Great Goddesses by Nikita Gill
When you dip your toes into the lives of various characters embellished in the Great Goddesses it teaches you a thing or two of the prominence of malevolence and the sparseness of righteousness. For someone who has grown up reading Aunt Charlotte’s Stories of Greek History and Hèlène Adeline Guerber’s Story of the Greeks and Homer’s The Iliad; I’ve unexceptionally familiarized myself with The Grecian Legends and Lore. And yet, with the Great Goddesses I had the pleasure of becoming a voyeur. Unbeknownst to me, it appealed to a dormant yet inherent sense of hope; beyond the phantasmic transitions of ephemerality.
I drank everything The Great Goddesses had to offer me- satiation being the eventual turn out of the whole process. Presumptuous I know, but trust the extravagantly yet effortlessly and effervescently depicted poetic verses of this 248 paged wonder and I think you’ll get the idea.
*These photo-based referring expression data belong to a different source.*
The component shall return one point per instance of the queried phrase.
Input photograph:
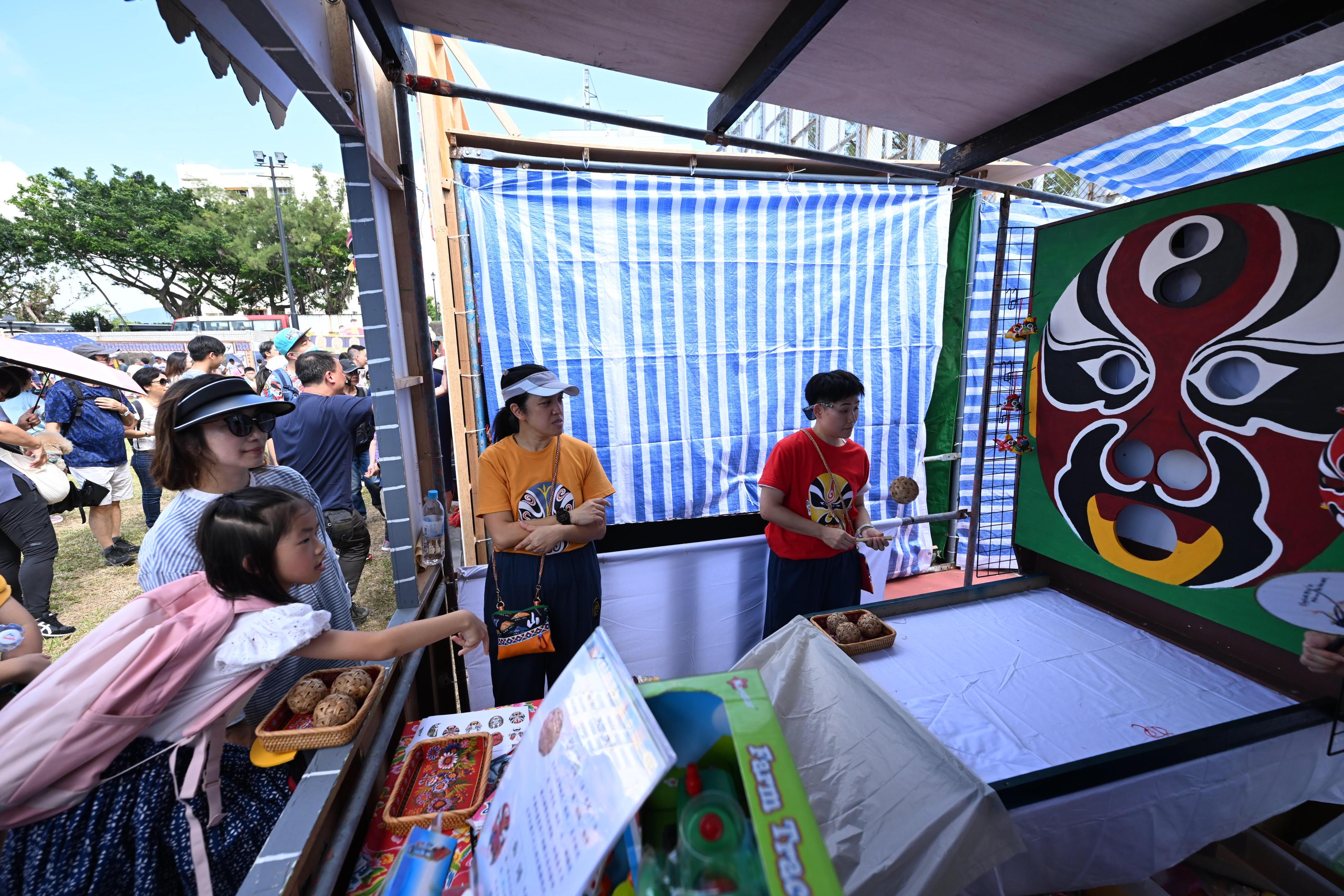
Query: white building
(782, 125)
(253, 182)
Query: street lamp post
(264, 162)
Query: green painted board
(1266, 293)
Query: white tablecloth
(1034, 680)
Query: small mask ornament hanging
(1022, 330)
(1188, 383)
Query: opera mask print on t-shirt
(534, 503)
(830, 499)
(1190, 378)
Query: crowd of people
(265, 534)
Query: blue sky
(115, 89)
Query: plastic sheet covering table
(1034, 680)
(898, 812)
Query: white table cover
(1037, 679)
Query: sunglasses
(242, 425)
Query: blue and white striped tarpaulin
(693, 312)
(996, 491)
(1287, 120)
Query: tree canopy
(185, 249)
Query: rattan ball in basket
(455, 817)
(867, 645)
(276, 738)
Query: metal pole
(284, 249)
(991, 344)
(425, 338)
(489, 156)
(474, 348)
(441, 88)
(959, 433)
(387, 424)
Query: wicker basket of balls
(857, 631)
(324, 709)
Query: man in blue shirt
(318, 440)
(95, 418)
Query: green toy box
(725, 727)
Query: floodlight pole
(269, 162)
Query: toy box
(732, 755)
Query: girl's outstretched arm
(460, 625)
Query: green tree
(85, 319)
(135, 231)
(315, 231)
(29, 282)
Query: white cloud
(10, 179)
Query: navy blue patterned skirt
(129, 836)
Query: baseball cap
(90, 350)
(226, 395)
(287, 339)
(542, 383)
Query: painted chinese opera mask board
(1190, 378)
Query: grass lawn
(85, 592)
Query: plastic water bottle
(432, 531)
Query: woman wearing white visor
(543, 500)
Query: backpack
(365, 433)
(140, 416)
(66, 727)
(287, 386)
(77, 409)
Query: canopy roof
(937, 69)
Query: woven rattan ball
(849, 633)
(903, 489)
(872, 626)
(354, 683)
(336, 710)
(306, 695)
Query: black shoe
(53, 628)
(115, 557)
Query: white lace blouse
(256, 641)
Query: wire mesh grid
(1004, 437)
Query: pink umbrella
(51, 359)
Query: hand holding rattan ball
(903, 489)
(870, 626)
(849, 633)
(306, 695)
(336, 710)
(357, 683)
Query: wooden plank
(425, 440)
(437, 116)
(470, 71)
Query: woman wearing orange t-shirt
(542, 496)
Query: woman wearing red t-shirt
(812, 504)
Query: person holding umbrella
(27, 541)
(96, 419)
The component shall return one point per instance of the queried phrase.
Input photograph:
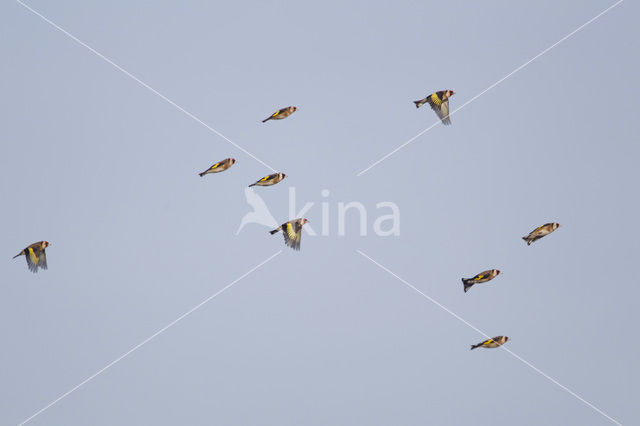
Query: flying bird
(35, 255)
(482, 277)
(439, 102)
(540, 232)
(292, 231)
(219, 167)
(281, 113)
(272, 179)
(491, 343)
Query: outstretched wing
(267, 178)
(34, 259)
(292, 235)
(443, 113)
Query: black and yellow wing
(268, 178)
(36, 258)
(292, 235)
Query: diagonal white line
(459, 318)
(142, 83)
(492, 86)
(147, 340)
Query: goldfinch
(292, 231)
(280, 114)
(219, 167)
(439, 102)
(540, 232)
(482, 277)
(491, 343)
(272, 179)
(35, 255)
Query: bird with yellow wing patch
(439, 102)
(220, 166)
(292, 231)
(272, 179)
(35, 255)
(491, 343)
(281, 113)
(482, 277)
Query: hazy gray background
(107, 172)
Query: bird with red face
(292, 231)
(491, 343)
(280, 114)
(540, 232)
(439, 102)
(35, 255)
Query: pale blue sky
(107, 172)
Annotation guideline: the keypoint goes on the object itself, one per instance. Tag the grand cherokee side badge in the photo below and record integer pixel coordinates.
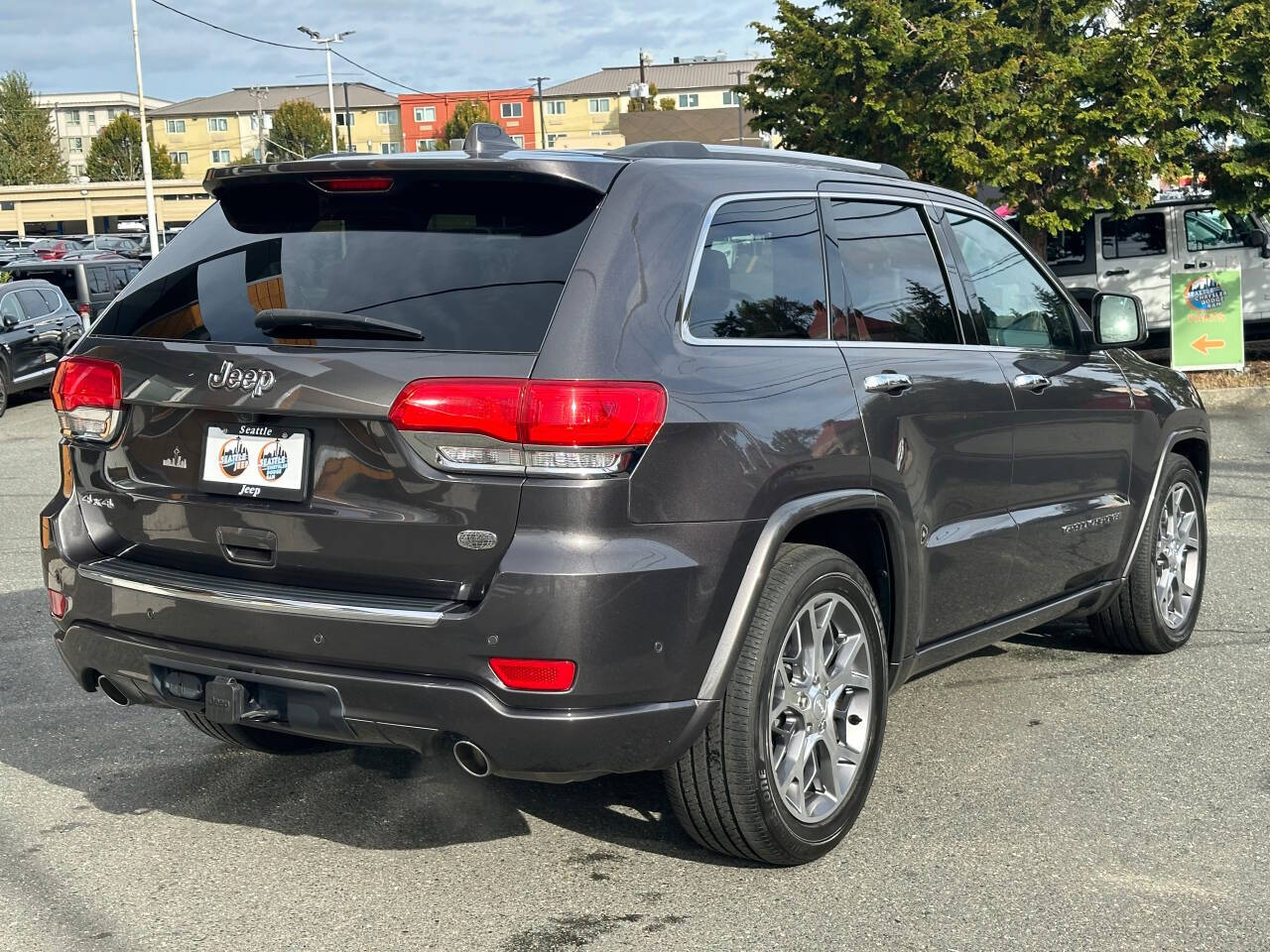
(230, 377)
(476, 539)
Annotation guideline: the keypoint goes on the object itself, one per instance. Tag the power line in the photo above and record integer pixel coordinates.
(284, 46)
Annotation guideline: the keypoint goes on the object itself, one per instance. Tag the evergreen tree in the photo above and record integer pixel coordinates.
(116, 154)
(28, 145)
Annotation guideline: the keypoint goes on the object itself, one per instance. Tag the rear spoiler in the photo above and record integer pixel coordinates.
(483, 154)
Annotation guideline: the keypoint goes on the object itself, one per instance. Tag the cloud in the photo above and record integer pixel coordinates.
(435, 46)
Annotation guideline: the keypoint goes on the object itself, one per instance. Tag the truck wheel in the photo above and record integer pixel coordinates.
(258, 739)
(1156, 608)
(785, 765)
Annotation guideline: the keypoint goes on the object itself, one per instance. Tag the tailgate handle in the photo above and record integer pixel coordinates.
(257, 547)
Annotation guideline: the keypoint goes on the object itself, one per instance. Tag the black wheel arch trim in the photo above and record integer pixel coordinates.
(775, 532)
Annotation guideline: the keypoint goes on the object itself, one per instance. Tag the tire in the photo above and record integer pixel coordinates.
(1135, 620)
(258, 739)
(726, 788)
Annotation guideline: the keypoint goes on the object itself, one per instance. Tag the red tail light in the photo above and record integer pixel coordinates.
(87, 395)
(525, 416)
(534, 674)
(354, 182)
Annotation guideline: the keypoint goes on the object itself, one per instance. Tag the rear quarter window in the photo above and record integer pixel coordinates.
(471, 264)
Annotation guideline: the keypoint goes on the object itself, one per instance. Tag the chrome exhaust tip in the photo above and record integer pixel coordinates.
(112, 690)
(471, 758)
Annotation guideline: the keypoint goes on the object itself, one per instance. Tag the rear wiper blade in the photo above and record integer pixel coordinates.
(277, 320)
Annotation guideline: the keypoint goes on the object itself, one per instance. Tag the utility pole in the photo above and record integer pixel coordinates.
(259, 93)
(330, 85)
(146, 173)
(543, 123)
(740, 111)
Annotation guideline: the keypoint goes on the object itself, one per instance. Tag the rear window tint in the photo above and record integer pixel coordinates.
(474, 264)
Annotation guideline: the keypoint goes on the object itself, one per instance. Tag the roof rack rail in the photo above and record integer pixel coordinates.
(698, 150)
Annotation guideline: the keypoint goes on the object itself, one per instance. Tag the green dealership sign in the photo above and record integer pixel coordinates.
(1207, 320)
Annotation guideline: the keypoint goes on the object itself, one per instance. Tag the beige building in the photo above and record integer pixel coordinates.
(77, 117)
(212, 131)
(583, 113)
(96, 207)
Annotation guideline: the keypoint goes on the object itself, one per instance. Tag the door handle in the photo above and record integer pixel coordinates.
(888, 382)
(1035, 382)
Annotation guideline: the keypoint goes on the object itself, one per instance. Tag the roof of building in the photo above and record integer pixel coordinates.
(707, 73)
(239, 99)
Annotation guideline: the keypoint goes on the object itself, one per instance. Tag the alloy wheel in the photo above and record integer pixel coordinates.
(820, 711)
(1178, 555)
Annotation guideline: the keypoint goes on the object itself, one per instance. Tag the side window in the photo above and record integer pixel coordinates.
(761, 273)
(1209, 227)
(98, 284)
(1137, 236)
(51, 301)
(894, 282)
(32, 303)
(9, 309)
(1019, 304)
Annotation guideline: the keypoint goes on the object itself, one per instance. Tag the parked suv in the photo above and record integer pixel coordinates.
(37, 327)
(676, 457)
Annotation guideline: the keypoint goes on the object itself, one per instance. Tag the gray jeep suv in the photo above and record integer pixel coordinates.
(674, 457)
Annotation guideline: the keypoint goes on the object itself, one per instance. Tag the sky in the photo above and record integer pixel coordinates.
(436, 46)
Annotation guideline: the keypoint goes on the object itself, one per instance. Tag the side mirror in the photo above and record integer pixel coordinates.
(1118, 320)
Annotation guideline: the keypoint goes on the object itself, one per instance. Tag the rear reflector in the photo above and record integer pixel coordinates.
(534, 674)
(58, 603)
(539, 425)
(356, 182)
(87, 395)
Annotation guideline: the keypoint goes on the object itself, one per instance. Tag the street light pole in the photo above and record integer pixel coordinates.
(543, 122)
(146, 173)
(330, 84)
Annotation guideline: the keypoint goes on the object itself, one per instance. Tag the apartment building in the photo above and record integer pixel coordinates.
(583, 113)
(217, 130)
(77, 117)
(425, 116)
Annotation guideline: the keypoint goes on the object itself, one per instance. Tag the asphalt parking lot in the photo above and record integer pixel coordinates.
(1040, 794)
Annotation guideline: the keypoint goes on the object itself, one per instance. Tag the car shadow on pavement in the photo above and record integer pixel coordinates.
(140, 760)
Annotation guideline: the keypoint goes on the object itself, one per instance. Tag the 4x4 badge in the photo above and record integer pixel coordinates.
(230, 377)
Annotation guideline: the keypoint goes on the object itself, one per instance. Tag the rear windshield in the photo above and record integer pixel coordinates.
(471, 264)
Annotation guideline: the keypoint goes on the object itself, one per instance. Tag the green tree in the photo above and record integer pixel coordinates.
(116, 154)
(467, 112)
(28, 146)
(300, 130)
(1066, 105)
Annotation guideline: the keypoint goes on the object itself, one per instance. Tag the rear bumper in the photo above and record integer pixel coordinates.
(399, 710)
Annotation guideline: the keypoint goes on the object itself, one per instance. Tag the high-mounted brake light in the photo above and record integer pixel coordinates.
(543, 428)
(534, 674)
(354, 182)
(87, 395)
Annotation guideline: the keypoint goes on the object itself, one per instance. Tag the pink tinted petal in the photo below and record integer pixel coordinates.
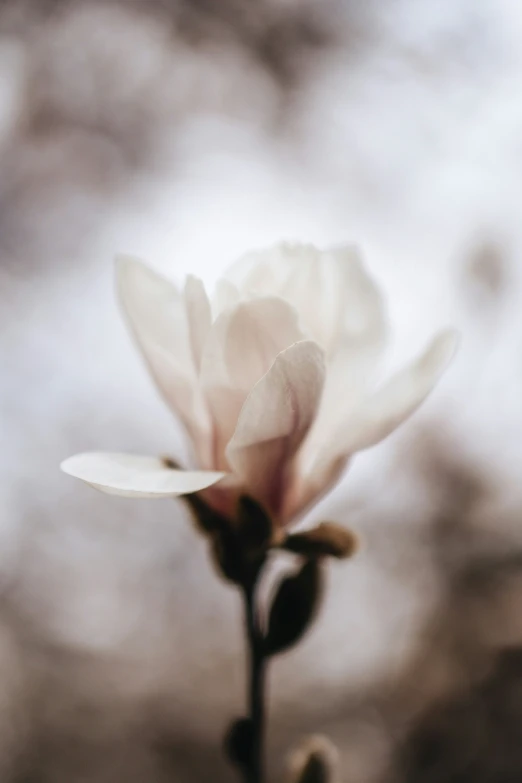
(274, 421)
(129, 475)
(242, 345)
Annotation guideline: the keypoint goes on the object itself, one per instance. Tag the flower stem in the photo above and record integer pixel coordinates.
(254, 772)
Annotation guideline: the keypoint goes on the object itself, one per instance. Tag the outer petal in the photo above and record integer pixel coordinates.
(274, 421)
(326, 453)
(225, 296)
(242, 345)
(331, 291)
(390, 405)
(383, 411)
(156, 314)
(132, 476)
(199, 318)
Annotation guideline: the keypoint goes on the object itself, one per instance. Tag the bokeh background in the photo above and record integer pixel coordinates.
(187, 132)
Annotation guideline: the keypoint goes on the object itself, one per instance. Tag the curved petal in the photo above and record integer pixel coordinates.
(274, 421)
(199, 318)
(334, 296)
(155, 311)
(225, 296)
(384, 410)
(242, 345)
(326, 452)
(129, 475)
(399, 397)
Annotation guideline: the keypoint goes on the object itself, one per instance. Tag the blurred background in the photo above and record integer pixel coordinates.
(187, 132)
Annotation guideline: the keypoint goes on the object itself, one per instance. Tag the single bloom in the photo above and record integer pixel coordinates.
(274, 378)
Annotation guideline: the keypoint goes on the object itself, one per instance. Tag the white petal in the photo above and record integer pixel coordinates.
(154, 308)
(334, 296)
(274, 421)
(382, 412)
(156, 314)
(225, 296)
(134, 476)
(241, 347)
(198, 316)
(326, 452)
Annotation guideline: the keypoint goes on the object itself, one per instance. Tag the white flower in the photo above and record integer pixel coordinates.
(273, 380)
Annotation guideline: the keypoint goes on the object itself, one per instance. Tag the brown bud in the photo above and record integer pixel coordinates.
(254, 526)
(294, 608)
(314, 761)
(328, 539)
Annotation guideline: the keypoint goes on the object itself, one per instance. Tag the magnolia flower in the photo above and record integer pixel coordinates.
(273, 379)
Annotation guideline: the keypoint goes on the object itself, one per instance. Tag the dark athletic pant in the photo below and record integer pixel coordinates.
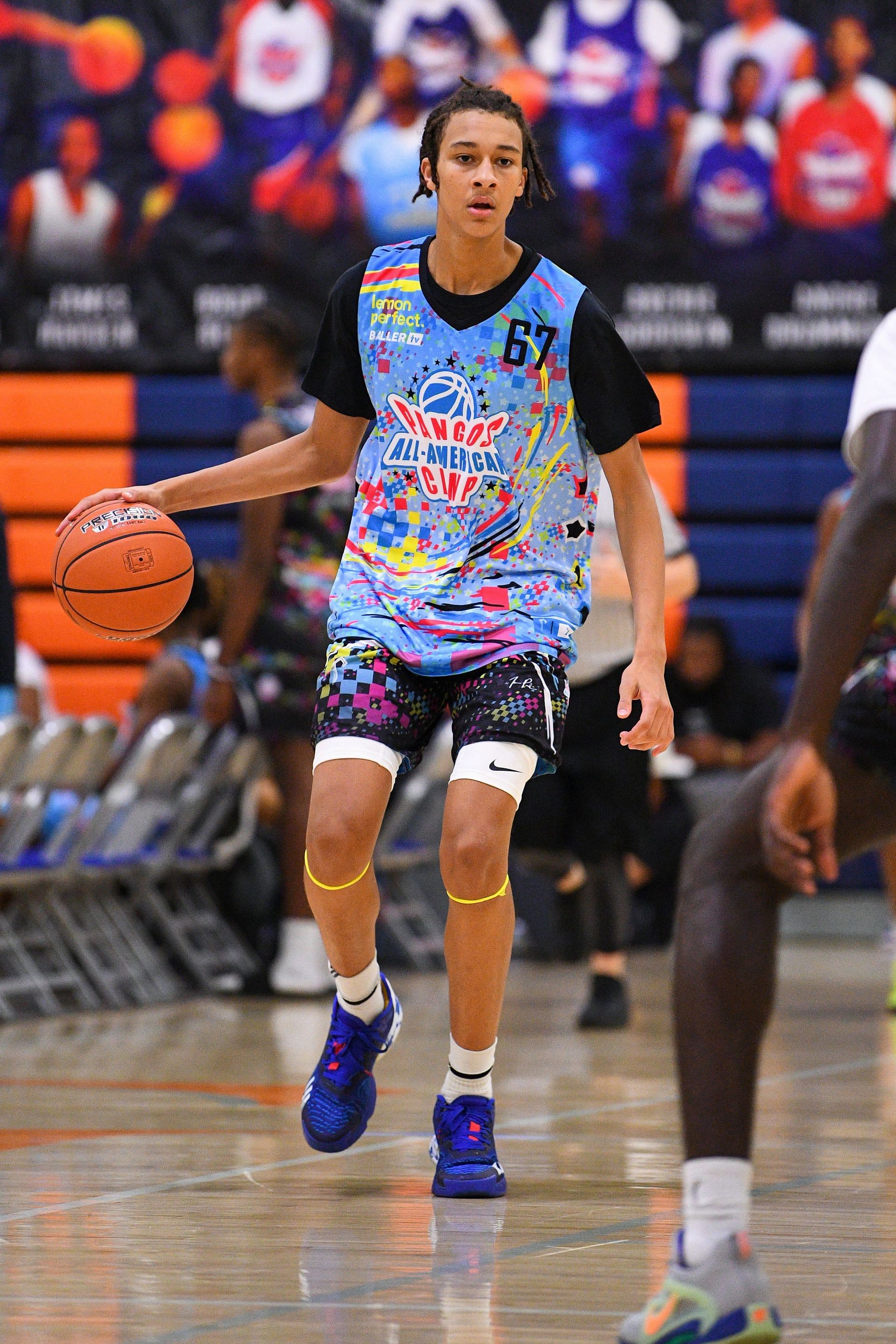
(726, 949)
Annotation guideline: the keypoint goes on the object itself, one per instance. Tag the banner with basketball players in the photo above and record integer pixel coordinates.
(724, 183)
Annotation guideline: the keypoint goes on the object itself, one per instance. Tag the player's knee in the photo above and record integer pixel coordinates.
(339, 847)
(469, 865)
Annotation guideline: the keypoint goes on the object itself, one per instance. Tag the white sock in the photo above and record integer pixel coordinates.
(469, 1071)
(362, 995)
(716, 1204)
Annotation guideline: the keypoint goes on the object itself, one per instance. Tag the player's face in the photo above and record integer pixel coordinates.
(80, 148)
(849, 46)
(480, 171)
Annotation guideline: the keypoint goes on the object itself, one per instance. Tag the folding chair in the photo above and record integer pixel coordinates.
(171, 893)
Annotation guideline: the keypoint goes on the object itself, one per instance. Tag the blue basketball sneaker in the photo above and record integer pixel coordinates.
(342, 1094)
(462, 1148)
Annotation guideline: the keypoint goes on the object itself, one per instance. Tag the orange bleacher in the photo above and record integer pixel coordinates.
(77, 429)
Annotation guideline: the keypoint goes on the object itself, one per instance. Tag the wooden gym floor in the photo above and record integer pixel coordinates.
(156, 1187)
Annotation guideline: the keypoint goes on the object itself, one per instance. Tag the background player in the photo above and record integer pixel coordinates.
(495, 379)
(837, 767)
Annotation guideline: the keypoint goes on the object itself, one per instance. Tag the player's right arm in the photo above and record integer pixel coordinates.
(801, 805)
(324, 452)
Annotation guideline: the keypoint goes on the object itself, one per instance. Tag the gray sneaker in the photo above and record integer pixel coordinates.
(727, 1300)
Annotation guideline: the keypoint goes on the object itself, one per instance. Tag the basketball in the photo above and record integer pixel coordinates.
(123, 572)
(106, 54)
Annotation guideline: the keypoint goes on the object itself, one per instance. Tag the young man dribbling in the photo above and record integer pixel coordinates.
(500, 393)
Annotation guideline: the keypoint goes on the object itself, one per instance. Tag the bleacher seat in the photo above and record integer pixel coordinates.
(751, 557)
(762, 627)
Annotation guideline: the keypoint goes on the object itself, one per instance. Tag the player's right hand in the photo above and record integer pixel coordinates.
(797, 823)
(127, 495)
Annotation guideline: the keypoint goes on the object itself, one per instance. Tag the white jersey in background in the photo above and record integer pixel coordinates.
(284, 57)
(874, 390)
(441, 38)
(777, 48)
(658, 30)
(608, 636)
(63, 238)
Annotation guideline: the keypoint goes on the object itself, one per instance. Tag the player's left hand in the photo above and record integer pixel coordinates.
(797, 823)
(645, 680)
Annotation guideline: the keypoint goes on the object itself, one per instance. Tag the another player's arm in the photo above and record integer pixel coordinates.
(322, 454)
(260, 527)
(643, 550)
(801, 805)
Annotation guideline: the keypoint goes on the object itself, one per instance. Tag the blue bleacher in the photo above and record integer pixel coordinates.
(762, 483)
(762, 627)
(751, 557)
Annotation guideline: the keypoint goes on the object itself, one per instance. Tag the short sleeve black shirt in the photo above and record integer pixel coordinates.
(612, 393)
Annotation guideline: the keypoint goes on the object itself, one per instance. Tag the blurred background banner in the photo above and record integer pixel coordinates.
(724, 168)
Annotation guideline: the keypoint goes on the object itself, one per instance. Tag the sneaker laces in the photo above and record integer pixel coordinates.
(468, 1124)
(348, 1046)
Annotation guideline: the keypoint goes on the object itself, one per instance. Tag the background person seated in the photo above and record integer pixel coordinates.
(835, 167)
(445, 39)
(605, 58)
(383, 161)
(785, 50)
(62, 221)
(727, 710)
(726, 179)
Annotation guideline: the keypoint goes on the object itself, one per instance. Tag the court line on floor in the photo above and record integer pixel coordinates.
(189, 1182)
(420, 1277)
(230, 1174)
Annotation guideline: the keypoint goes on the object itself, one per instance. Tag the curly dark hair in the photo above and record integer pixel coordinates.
(472, 97)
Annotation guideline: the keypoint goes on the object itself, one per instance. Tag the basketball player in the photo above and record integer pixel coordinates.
(828, 793)
(499, 392)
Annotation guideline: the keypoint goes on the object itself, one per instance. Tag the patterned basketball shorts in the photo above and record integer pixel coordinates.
(369, 693)
(864, 726)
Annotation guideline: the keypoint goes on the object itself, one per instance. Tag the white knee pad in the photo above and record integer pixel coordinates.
(504, 765)
(359, 749)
Each of these pages documents the glossy, erratic, and fervently disassociated lives of the fabled and celebrated power wringers and the underdogs alike of the Olden Greek Ages. The perpetually speculated and preponderantly approbated heroes with their bloodlust and hedonism and debauchery didn’t faze me. But what did, were the allegories of the lesser-known luminaries; Gaia for her warmth, Rhea for her ferocity, Hera for her resilience, Metis’ rationale, Athena’s erudition, Aphrodite’s compassion, Artemis’ dynamism, Amphitrite’s political savvy, Hestia’s benignity, Persephone for her dauntless unapologetic ventures, Helen wasn’t just known for her lascivious transgressions but for her mighty sovereignty and my personal favorites Megara and Medusa; for being casualties of unjustifiable sacrilege and yet exhibiting ardor and vigor.
The Great Goddesses may be a product of opulent phantasm but the divinity that lies within is a beautifully crafted paradox.